(JTA) — French Prime Minister Manuel Valls, who last year called anti-Zionism a form of anti-Semitism, is likely to lose the Socialist Party’s primaries to a left-of-center challenger, according to several polls.
Benoit Hamon, a former education minister who has criticized Valls’ hardline politics — including Valls’ supports for banning some Muslim religious garb — on Sunday won the first round of the Socialist primaries with 36 percent of approximately one million votes cast. Valls came second with 31 percent.
However, Hamon came out as a clear favorite of a televised debate he had Wednesday with Valls, thereby increasing his lead dramatically among Socialist voters in the second and final round Sunday, according to a Harris Interactive poll conducted online among 1,952 respondents for the news site Atlantico.
More than 60 percent of the Socialist voters who watched the debate said support Hamon compared to 36 percent who said they would vote Valls. Among Valls’ supporters who participated in the poll, 63 percent said they thought he won the debate, compared to 92 percent of Hamon supporters who believe their man won it.
Of all respondents who said they would vote in the second round, 86 percent said they wish Hamon would win, compared to 25 percent who said they preferred Valls.
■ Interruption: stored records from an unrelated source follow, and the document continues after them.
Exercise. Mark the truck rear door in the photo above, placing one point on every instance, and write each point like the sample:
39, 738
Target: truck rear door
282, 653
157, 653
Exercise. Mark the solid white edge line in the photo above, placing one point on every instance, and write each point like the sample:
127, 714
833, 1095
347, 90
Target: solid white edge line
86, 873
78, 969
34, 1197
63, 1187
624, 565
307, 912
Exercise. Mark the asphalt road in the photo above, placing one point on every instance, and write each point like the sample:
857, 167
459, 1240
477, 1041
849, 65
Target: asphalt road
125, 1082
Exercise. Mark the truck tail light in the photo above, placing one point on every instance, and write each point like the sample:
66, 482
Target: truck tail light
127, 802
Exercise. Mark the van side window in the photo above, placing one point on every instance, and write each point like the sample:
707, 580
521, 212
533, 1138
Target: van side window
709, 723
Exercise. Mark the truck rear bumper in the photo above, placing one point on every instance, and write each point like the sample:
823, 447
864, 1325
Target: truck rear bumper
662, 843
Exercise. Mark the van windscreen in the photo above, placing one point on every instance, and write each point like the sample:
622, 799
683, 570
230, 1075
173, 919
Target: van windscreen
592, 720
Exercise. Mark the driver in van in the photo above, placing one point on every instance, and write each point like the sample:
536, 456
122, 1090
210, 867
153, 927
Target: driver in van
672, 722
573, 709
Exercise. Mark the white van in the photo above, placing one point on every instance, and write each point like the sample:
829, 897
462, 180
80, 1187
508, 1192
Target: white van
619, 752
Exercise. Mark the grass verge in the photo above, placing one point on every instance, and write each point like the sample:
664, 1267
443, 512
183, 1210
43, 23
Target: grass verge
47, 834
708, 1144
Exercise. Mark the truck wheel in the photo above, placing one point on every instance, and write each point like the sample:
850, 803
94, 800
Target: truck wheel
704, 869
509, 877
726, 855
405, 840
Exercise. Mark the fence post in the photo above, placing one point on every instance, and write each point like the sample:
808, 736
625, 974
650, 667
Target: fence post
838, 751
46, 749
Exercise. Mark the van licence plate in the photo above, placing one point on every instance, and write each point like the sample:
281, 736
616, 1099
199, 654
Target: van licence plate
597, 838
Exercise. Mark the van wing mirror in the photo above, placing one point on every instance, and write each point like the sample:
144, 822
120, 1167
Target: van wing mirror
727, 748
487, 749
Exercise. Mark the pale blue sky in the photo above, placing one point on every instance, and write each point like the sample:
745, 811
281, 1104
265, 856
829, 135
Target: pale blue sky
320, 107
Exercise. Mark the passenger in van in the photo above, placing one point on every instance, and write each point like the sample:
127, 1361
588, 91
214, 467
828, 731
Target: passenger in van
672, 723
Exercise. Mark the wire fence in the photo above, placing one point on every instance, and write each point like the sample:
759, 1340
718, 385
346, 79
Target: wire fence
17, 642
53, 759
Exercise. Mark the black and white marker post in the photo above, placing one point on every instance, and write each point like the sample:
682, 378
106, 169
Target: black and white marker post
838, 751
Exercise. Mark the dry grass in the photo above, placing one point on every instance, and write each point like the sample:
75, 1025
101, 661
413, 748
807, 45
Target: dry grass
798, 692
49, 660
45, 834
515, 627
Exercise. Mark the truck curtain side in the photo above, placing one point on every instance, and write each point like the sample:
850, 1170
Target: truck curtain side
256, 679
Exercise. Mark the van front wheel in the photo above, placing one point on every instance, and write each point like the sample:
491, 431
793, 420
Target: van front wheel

Valls is widely believed to be the favorite presidential candidate among the 500,000 Jews who live in France, a nation of 66 million people. He is married to Anne Gravoin, a Jewish musician. In 2011 he said that his marriage connected him “in an eternal way” to Israel and the Jewish people.
Last year, Valls reiterated assertions he made previously on anti-Zionism, calling it during a speech “a synonym for anti-Semitism and hatred of Israel.” It was the first public statement of its kind by a presiding prime minister of France.
Both Hamon and Valls have expressed their opposition to attempts to boycott the Jewish state, which are illegal in France.
Hamon called in a televised interview last month the establishment of a Palestinian state the “best way of ensuring Israel is not attacked by its neighbors.” But in a 2014 interview, he said that supporting the establishment of such a state was the Socialist Party’s “best way to recuperate our electorate in the suburbs and the neighborhoods” – code for Muslim voters — “who did not support the pro-Israeli position taken by President Francois Hollande.”
Hamon has criticized Valls, too, for “giving in to Israel.”
The winner of the Socialist primaries will run in May against several presidential candidates, including Francois Fillon, a rightist politician for the party of former president Nicolas Sarkozy; Marine Le Pen of the far-right National Front party and Emmanuel Macron, a centrist independent.